Monday, November 30, 2009

Chapter Twenty Nine

29


The fox hunter

Gabriel had a lot of friends in the North of England; she had friends in cities – Durham, Newcastle, Middlesbrough, Leeds; towns – Darlington, Northallerton, Hustwickgate, Harrogate, Pickering, Kirbymoorside; and villages – Skipton-le-Beans, Hutton-le-Hole, Morton-on-Swale, Ainderby Steeple and Harome. Friends who had spread far and wide across the north east, a few down to London, one as far as France. She kept in touch with all these people religiously; visited them when she was supposed to be hawking kitchenware; talked to them incessantly when she wasn’t talking to me, Kurt or Courtney. Friends she was set to systematically introduce me to in a pressure cooker of meet and greets; some coming to us, some us going to them, some, the more distant ones, meeting somewhere in-between. I was all for this – moulding a new and intrinsically English social group around whatever Gabriel thrust in front of me.

Then some halfwit posted a bunch of letters from Southampton.

After that I made it very hard for Gabriel to introduce me to anybody. Duncan and Archie needlessly died and suddenly I desperately needed to get out of the house. She suggested the Tickle Toby, supposedly one of the more lively pubs in Hustwickgate. She also suggested involving a friend because she was scared I’d brood into my beer and make for an intensely boring night unless forced to impress a stranger. She knew me well.

The stranger she chose to ease me back in after the trauma of Chicken Gate, Danby the still imprisoned dog and Duncan and Archie was Penny James. A sadistically injudicious choice at best…

‘I don’t do a lot really,’ Penny said with a self-mocking chuckle and her little pug face took to fighting off embarrassment. ‘I taught English for nearly a year. Senior school.’

‘She had an affair with one of her pupils!’ said Gabriel who was now well on the way, as small people tend to be when they can pay someone else to reach the top shelf. ‘And it was a girl’s school! She licks the stamp on both sides, does our Pen.’
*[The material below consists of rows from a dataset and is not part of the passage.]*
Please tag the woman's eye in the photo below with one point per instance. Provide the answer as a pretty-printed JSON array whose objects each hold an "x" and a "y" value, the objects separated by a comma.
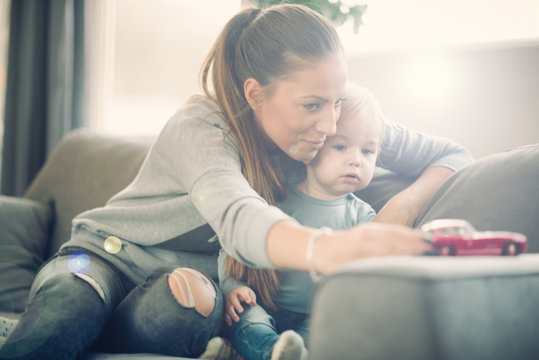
[{"x": 311, "y": 107}]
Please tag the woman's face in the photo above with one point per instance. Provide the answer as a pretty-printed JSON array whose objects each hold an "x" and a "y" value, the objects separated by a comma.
[{"x": 300, "y": 111}]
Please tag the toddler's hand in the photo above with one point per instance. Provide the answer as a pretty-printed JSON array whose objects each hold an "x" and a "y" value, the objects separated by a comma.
[{"x": 233, "y": 303}]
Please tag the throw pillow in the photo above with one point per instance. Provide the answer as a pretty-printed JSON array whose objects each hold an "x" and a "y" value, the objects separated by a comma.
[{"x": 24, "y": 233}]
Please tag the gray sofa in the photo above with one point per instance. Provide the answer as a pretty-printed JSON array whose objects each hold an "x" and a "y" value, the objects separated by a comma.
[{"x": 395, "y": 308}]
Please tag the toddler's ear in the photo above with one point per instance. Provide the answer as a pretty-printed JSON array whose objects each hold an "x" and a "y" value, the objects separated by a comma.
[{"x": 254, "y": 92}]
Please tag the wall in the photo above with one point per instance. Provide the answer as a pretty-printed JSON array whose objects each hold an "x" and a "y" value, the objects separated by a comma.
[{"x": 484, "y": 96}]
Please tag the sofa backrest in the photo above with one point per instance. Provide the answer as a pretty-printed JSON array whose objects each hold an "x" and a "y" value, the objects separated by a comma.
[{"x": 82, "y": 173}]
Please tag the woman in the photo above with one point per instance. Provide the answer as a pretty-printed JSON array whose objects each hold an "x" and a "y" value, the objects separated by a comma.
[{"x": 137, "y": 274}]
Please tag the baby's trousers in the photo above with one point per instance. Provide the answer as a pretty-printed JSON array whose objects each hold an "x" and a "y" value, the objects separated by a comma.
[{"x": 80, "y": 302}]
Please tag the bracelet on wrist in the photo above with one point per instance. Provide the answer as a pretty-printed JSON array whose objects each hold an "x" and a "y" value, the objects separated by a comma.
[{"x": 309, "y": 254}]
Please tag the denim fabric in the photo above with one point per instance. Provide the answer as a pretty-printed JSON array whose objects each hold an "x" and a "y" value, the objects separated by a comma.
[
  {"x": 258, "y": 330},
  {"x": 67, "y": 312}
]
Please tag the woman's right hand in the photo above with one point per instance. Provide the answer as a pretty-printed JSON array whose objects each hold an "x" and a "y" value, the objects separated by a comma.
[{"x": 366, "y": 240}]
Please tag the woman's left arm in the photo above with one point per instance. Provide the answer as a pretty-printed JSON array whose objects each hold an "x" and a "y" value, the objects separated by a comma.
[
  {"x": 406, "y": 206},
  {"x": 429, "y": 159}
]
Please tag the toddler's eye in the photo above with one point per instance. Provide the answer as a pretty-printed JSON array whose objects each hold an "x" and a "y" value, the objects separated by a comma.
[
  {"x": 311, "y": 107},
  {"x": 368, "y": 152}
]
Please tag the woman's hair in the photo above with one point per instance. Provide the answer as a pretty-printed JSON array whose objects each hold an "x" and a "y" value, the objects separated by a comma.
[{"x": 268, "y": 45}]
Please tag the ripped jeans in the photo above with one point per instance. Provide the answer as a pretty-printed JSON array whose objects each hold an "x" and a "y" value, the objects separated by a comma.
[{"x": 71, "y": 311}]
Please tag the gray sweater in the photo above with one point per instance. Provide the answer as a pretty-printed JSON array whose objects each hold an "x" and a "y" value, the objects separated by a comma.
[{"x": 190, "y": 188}]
Penny seemed only mildly put out. ‘Thank you, Gabby,’ she said with mock disdain. She turned to me adjusting her hindquarters and resting forequarters on the table in a neat tepee of jewellery-free hands. ‘I don’t do much at the moment to be honest. But for six months of the year, through autumn and winter, I look after horses. That’s all.’

‘Oh right,’ I said, warming to her. ‘What? Race horses?’

‘No, ahm…’

I shot a glance at Gabriel. ‘What?’

A curious little exchange of mouthed words had just taken place between Penny and Gabriel, with Gabriel the instigator.

Gabriel flashed me an oversweet smile. ‘Nothing, monkey face. Why don’t you go and get us a drink.’ She sculled the remains of her glass, slid it across to me.

‘What was all that mouthing?’ I asked looking from her to Penny.

‘Nothing," Gabriel said curtly. 'I just remembered something I needed to tell Penny. Alone. Girl’s stuff, monkey. Period pain. Off you trot.’

Off I trotted with many a look back. At the bar, I surmised I’d had six pints. I certainly felt like I’d had six pints. A pasty razor cut man in a black, short sleeved shirt flicked his eyebrows at me.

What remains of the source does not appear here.